Synopsis: Five friends head to a remote cabin, where the discovery of a Book of the Dead leads them to unwittingly summon up demons living in the nearby woods. The evil presence possesses them until only one is left to fight for survival.

Stars: Jane Levy, Shiloh Fernandez, Lou Taylor Pucci, Jessica Lucas, Elizabeth Blackmore

Director: Fede Alvarez

Rated: R

Running Length: 91 minutes

Trailer Review: Here

TMMM Score: (8/10)

Review:  Sam Raimi’s 1981 horror classic The Evil Dead was a great example of doing a lot with very little.  With practical effects that completed the overall homemade “let’s make a movie” vibe, the film is a rough and tumble raucous romp filled with the right amount of comedy and horror.  When this ‘new vision’ of Raimi’s seminal piece was announced, it set the horror hounds on the project until Raimi (Oz The Great and Powerful, Indian Summer) and original star Bruce Campbell gave the production their valued blessing.

After seeing the ooey, gooey, and oh so bloody final product (which drops the “The” to be just Evil Dead) it’s not hard to see why Raimi and Campbell liked the film so much.  Though like the original it’s less concerned about a coherent plot, it delivers what scare junkies crave so much…blood….gallons and gallons and gallons and gallons of it.  I don’t think I’ve yet seen a horror film with quite so much of the red stuff used to such delirious effect. 
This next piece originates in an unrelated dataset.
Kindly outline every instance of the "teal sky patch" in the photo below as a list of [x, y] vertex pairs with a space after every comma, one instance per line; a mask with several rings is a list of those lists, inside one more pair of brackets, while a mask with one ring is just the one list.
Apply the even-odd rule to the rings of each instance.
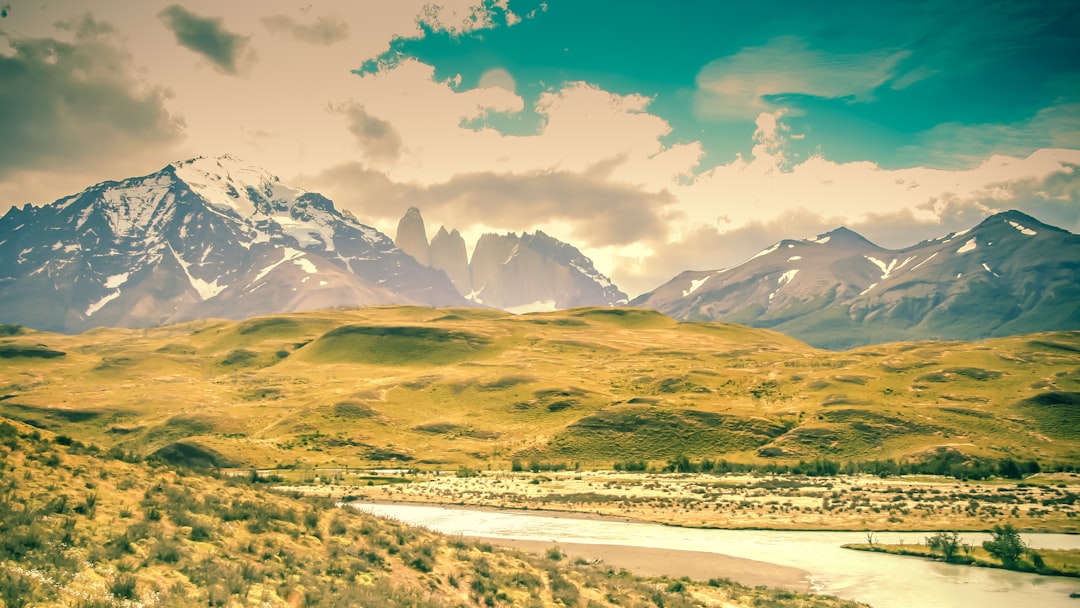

Not an outright remake but more of a re-imagining of the story, director Alvarez collaborated on the screenplay with Rodo Sayagues, later bringing in Oscar winner Diablo Cody (Juno) for some revisions.  The set-up is still the same: five friends drive deep into the woods to stay at a ramshackle cabin and meet up with hungry demons over the course of one very gory weekend.  In the 2013 version, it’s not a simple weekend getaway but a detox/intervention for Mia (Levy).  Her estranged brother David (Fernandez) and his girlfriend Natalie (Blakemore) are present as are friends Eric (Pucci) and Olivia (Lucas).  See if the first letters of their names spell anything interesting, why dontcha?

With probably ten times (at least) the budget of the original, Alvarez and company have designed a crack production design, complete with dilapidated cabin that has an ominous trapdoor to a very scary basement (it looks an awful lot like The Cabin in the Woods actually).  Wisely choosing to mostly stick with the practical effect model of the original, the special effects crew has their work cut out for them as the cast members are stabbed, shot, beaten, eaten, sliced, and diced over the 90 minute run-time. 

This is so not a film for children or the faint of heart – a member of my group gagged at one point at the shocking level of gore on display and I know that I had several moments twisting around in my seat from sinews being stretched and limbs being hacked.  The make-up design is first rate…as the film progresses and members of the quintet are possessed by evil their eyes glow, their skin cracks, and a lot of other unpleasant things befall their nubile bodies.  One unfortunate takes multiple lickings and keeps on ticking…resulting in some comical happenings the more they turn into swiss cheese.

With a film riding this heavy wave of gore, you need a cast that give themselves fully to the material and Alavarez has put together a group of young Hollwood-ites that squeal happily as they toss themselves through the razored ringer.  Levy is most impressive as the detox-ing Mia who gradually becomes a catalyst for all things demon related while Pucci takes a needle to the eye like a pro.

The barely there plot is really just a ploy to put our actors into harm’s way so try not to get too bogged down in the developments.  True, the acting isn’t bad considering the genre but if Cody was brought in to punch up the script I can only imagine what it was like before she arrived.  Alvarez is a slick filmmaker and he makes great use of lighting, a diverse orchestral score, and a constantly moving camera to keep you on the edge of your seat.  He also includes several subtle nods to the original film – I caught a few but missed some too.

Though the film has about four endings, it’s the final one that should give you every penny of your hard-earned dollar that you plunked down to see it.  I don’t want to give away any spoilers but it culminates with a moment that had the audience I saw it with cheering and applauding louder than I’ve heard in some time. 

If you’re a fan of old-school horror films where the emphasis is less on a deeply developed plot and more on just making you squirm in your seat you’ve found a film to rejoice over because it’s a rollicking ride for those that have the stomach for this kind of movie-going experience.  Make sure to stick around for well-designed end credit sequence and a nice stinger before the lights come up.